RAW_DIR = DATA_DIR / "raw"
PROC_DIR = DATA_DIR / "processed"

print("Working directory:", THIS_DIR)
print("Repo root:", REPO_ROOT)
print("Processed data dir exists:", PROC_DIR.exists())


## Target trial protocol template (team worksheet)

Fill this in **as a 2-person team**. This notebook is a living document for your capstone.

### 1) Causal question (informal)
- **Population:**  
- **Intervention / strategy A=1:**  
- **Comparator / strategy A=0:**  
- **Outcome:**  
- **Time zero (index):**  
- **Estimand:** (ATE? ATT? risk difference at 28 days? etc.)

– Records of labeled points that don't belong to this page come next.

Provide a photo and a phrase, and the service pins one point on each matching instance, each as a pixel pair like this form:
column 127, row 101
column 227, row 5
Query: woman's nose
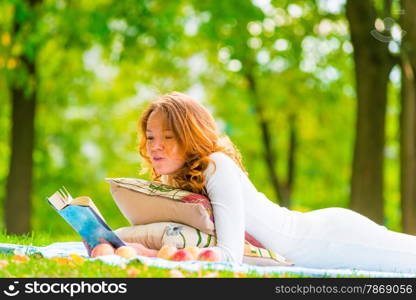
column 157, row 144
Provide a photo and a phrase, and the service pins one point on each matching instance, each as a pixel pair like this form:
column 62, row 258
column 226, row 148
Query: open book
column 82, row 214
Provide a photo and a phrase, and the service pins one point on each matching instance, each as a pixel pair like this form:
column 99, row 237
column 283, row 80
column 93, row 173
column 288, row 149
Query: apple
column 166, row 252
column 194, row 250
column 182, row 255
column 208, row 255
column 102, row 249
column 126, row 251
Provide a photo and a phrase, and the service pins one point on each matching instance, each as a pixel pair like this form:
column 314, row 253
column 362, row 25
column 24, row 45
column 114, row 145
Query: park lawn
column 13, row 266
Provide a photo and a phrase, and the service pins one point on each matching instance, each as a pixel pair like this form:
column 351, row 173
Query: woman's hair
column 197, row 136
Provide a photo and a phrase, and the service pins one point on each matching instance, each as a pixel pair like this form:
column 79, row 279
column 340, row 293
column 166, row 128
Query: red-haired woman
column 183, row 148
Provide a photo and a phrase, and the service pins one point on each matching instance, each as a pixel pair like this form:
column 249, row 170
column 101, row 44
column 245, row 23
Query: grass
column 74, row 266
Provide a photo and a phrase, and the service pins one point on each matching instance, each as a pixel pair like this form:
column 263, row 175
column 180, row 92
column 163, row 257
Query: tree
column 373, row 64
column 408, row 117
column 24, row 98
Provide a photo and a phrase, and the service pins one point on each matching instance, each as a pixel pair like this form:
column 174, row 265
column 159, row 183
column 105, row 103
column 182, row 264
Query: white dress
column 325, row 238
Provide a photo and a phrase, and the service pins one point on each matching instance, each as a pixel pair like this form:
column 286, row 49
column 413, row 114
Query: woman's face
column 162, row 145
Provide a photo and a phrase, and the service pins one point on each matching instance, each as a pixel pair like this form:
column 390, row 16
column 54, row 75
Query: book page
column 87, row 201
column 57, row 201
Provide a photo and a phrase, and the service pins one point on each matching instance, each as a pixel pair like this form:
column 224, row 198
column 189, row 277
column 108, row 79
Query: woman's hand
column 143, row 250
column 89, row 249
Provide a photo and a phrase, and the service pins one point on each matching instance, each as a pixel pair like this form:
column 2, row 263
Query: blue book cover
column 84, row 217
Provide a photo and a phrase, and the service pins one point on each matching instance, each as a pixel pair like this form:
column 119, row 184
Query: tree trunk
column 19, row 179
column 282, row 190
column 372, row 68
column 408, row 118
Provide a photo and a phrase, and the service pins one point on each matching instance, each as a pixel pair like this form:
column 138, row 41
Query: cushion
column 144, row 202
column 155, row 235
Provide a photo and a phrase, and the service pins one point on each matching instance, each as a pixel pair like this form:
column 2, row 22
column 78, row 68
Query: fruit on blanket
column 182, row 255
column 102, row 249
column 208, row 255
column 126, row 251
column 166, row 252
column 194, row 250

### 2) Target trial specification (table)

| Component | Your choice (precise, implementable) |
|---|---|
| Eligibility criteria | |
| Treatment strategies | |
| Assignment procedure | (observational analogue; how you emulate randomization) |
| Follow-up (start/end) | |
| Outcome definition | |
| Causal contrast | (intention-to-treat vs per-protocol analogue) |
| Analysis plan | (estimator: g-formula / IPW / MSM / doubly robust; diagnostics) |

### 3) DAG + confounder set
- Draw a DAG for your question (baseline + time-varying, if needed).
- List the minimal adjustment set(s) you will use and justify clinically.

### 4) Data mapping (MIMIC variables)
- Map each trial component to MIMIC variables / tables.
- Define code lists / thresholds (ICD, labs, vitals) where needed.

### 5) Threat model (bias audit)
- Exchangeability: what's missing / unmeasured?
- Positivity: where do treatment strategies become unrealistic?
- Consistency: multiple versions of treatment?
- Measurement error: outcome/treatment misclassification?
- Selection bias: censoring / discharge / loss to follow-up?

### 6) Deliverables checklist (what you will submit)
- Target trial table (filled)
- 1-page methods memo (PDF)
- Reproducible notebook(s) that run on Demo data
- Figures: DAG, weight diagnostics (if IPW/MSM), effect estimates with CI


## Data exploration scaffold (optional)
If your team uses an instructor-provided extract, load it here.


In [None]:
parquet_path = PROC_DIR / "cohort_L12_capstone.parquet"
csv_path = PROC_DIR / "cohort_L12_capstone.csv"

if parquet_path.exists():
    cap = pd.read_parquet(parquet_path)
elif csv_path.exists():
    cap = pd.read_csv(csv_path)
else:
    cap = None
    print("No L12 capstone extract found yet (this is OK).")

if cap is not None:
    print("n =", len(cap))
    cap.head()


## Checklist before you submit
- [ ] Time zero is unambiguous.
- [ ] Eligibility criteria are implementable.
- [ ] Confounder list justified clinically.
- [ ] Diagnostics included (positivity, weights).
- [ ] You can explain the estimator in plain language.